Last updated on May 13th, 2019 at 02:23 pm

Industries such as the accounting and legal professions were not hit as hard by the recent economic downturn as other industries, so trends in these service sector industries focus less on economic responses.
Within the next year, certified public accountants should see a continued emphasis on consulting services and estate and succession planning, said Karin Gale, a partner with Vrakas, Blum and Co.
"Over the years, routine accounting has increasingly been done by computers, and as businesses expand, business owners are looking to CPAs for assistance on how to use that technology," Gale said.
In terms of estate planning, the emphasis is driven by the Baby Boomers.
"Baby Boomers are starting to hit that critical age in which they are planning for the future and retirement, both personally and professionally," Gale said. "If they own a business, now is the time in which they are considering issues such as who will take over the business, whether it will be passed down within the family and whether or not to sell it."
The economic downturn did not have a major effect on the accounting industry, largely because as long as there are taxes, there will be a need for accountants.
"Firms are in a bit better position because, regardless of the economy, businesses still need to have their tax returns done," Gale said.

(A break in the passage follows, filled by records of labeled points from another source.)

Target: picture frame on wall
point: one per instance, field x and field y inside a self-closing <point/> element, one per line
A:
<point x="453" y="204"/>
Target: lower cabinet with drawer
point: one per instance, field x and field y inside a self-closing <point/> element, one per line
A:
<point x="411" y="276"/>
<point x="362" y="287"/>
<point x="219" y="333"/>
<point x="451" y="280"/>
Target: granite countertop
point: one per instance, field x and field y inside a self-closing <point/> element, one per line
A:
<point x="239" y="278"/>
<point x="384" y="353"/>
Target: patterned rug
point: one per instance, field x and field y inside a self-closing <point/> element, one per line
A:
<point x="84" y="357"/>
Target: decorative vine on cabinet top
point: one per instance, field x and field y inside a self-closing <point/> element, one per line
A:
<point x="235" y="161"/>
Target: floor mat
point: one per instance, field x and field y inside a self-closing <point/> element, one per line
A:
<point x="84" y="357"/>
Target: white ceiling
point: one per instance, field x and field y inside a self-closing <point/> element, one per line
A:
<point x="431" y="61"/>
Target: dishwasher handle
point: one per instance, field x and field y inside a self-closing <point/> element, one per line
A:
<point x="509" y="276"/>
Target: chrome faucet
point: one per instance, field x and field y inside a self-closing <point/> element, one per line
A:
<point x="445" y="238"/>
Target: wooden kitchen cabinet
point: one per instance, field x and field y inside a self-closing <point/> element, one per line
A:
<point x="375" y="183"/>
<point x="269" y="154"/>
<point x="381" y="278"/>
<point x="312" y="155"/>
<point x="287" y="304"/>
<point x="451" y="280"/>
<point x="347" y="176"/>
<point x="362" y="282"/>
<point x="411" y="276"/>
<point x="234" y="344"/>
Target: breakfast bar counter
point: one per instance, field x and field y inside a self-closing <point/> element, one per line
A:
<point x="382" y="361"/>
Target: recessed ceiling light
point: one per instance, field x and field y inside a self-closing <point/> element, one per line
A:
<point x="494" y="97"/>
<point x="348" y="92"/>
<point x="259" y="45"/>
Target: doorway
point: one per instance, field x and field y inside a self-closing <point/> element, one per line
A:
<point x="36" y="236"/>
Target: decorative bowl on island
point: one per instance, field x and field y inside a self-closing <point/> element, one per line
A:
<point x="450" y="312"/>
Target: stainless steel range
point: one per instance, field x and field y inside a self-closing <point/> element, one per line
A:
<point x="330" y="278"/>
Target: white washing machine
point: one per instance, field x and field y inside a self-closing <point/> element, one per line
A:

Furthermore, harder economic times have made banks become more interested in companies’ financial status. A bank which may not have required an audit of a company in the past now might want much more detailed financial records, Gale said.
Recent fraud issues, including situations such as that of companies like Enron, have caused more scrutiny of accounting firms, Gale said.
"People now are looking at CPA firms and saying ‘you’ve been paid by these organizations, but why are there these problems?’" Gale said.
While consolidation of accounting firms appears to have subsided, the legal profession is experiencing consolidation in order to create one-stop legal shops for clients, said Jim Page, executive director of the Milwaukee Bar Association.
In addition to mergers among law firms, recent discussions within the legal industry have focused on mergers with accounting firms or banks to provide a variety of services for clients, Page said.
"This is a positive change for business owners in that they would only have to manage a relationship with one firm instead of with a number of different ones," Page said.
Like accountants, the need for lawyers is not disappearing regardless of the economy, and therefore the economic downturn did not affect the legal industry as significantly as it has other industries, Page said.
"The complexity of laws and regulations makes it almost impossible for a lay person to not get into hot water at some point without the help of an attorney," Page said. "Lawyers are such an important part of managing a company. Companies need them."